気持ち
「また俺の勝ちだな」
「……そうだね」
フンッと鼻息を吐き出すヘルベルト。
前はものすごく太っていた分肺活量もすさまじかったので、本当に豚のようだったが、今のヘルベルトがするとそんな仕草もずいぶんと様になって見える。
マーロンの方は樹によりかかりながら、コップを持っていた。
ヘルベルトとは目を合わさず、ゆらゆらと揺れている炎を見つめている。
ヘルベルトもそちらを向いてみると、そこかしこで踊っている男女のペアがあった。
ただ言い伝えがあやふやだからなのか、同性同士で踊っている者達も結構な数がいる。
音楽はどこから聞こえているのかと思ったが、どうやら魔道具を使っているらしい。
少しざらついた管弦楽器の音が、あたりに響いていた。
「……」
「……」
二人の顔はキャンプファイアの炎に照らされて、オレンジ色に光っている。
お互い何も言わず、ただ黙っている時間。
本来なら退屈さや気まずさを覚えるはずのそれも、マーロンと居る時は不思議とそうは感じなかった。
「前と違って……」
「おう」
「不思議と負けても悔しさは感じなかったよ」
「……そうか」
特待生のヘレネとの悶着で戦うことになった最初の決闘。
あれがなければヘルベルトは廃嫡され、婚約を破棄され、辺境の地で時空魔法に目覚めるまで、くすぶった日々を過ごすことになっていただろう。
未来の後押しがあり、あそこで踏みとどまることができたからこそ、今こうしてこの場所に立つことができている。
「行かなくちゃいけない場所があるんだろ?」
「……ああ」
変わらなければ変わらない。
それがわかったからこそ、ヘルベルトは己を変えた。
戦い続け、魔法を鍛え、そして精神面でも成長した。
だが自分で変わったと思うだけではダメだ。
結果を出さなければ、変わったと認められることはない。
だからヘルベルトは、『覇究祭』で皆を引っ張った。
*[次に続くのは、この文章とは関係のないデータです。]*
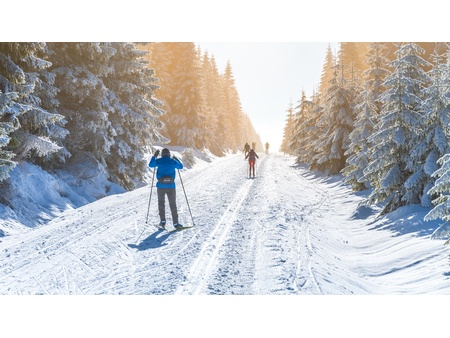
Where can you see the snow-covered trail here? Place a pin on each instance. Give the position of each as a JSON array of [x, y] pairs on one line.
[[285, 232]]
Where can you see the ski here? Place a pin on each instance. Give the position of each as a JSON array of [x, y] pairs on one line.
[[183, 228], [174, 230]]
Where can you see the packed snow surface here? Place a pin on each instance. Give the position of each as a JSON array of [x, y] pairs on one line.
[[287, 232]]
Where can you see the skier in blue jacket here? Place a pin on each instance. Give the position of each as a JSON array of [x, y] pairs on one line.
[[165, 174]]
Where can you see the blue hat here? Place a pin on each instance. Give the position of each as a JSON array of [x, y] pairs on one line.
[[165, 152]]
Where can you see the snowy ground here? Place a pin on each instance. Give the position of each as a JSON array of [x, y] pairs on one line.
[[288, 232]]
走り続ける己の背中を、級友達に見せることで。
頑張ってきたことへの答えが、マーロンへの二度目の勝利。
そして学年優勝という結果である。
結果を出したヘルベルトがやりたいこと、やらなければいけないと思っていることはいくつもある。
けれど今真っ先に、この気持ちと情熱をぶつけたいと思える人は、たった一人。
「彼女なら闘技場にいるよ」
「……そうだったのか」
「どこかで走り回っている誰かさんを、彼女はそこで待っている」
「――感謝するッ!」
それだけ言うと、ヘルベルトは駆けだした。
そして彼の向かう先には――。
「はあっ、はあっ、はあっ……」
「……ヘルベルト」
自分が探し続けていた人がいた。
ネル・フォン・フェルディナント。
自分がどれだけひどいことをしても見限らず、自分の婚約者で続けてくれた最愛の人。
既に愛想は尽かされているのかもしれない。
全てはもう遅いのかもしれない。
けれどそれでも、ヘルベルトはネルへと近付いていく。
やらない後悔よりも、やってする後悔だ。
そう自分を奮い立たせ、ヘルベルトは手を伸ばせば届くほどの距離まで近付いた。
そして……。
「ネル、俺はお前を――愛している。もう手遅れかもしれないが……気持ちが少しでも残っているのなら、婚約を解消しないでほしい。そして俺と共に、同じ道を歩んでほしい」
ヘルベルトは彼にしては珍しく、少しだけ曖昧で自信なさげな様子で、告白をするのだった――。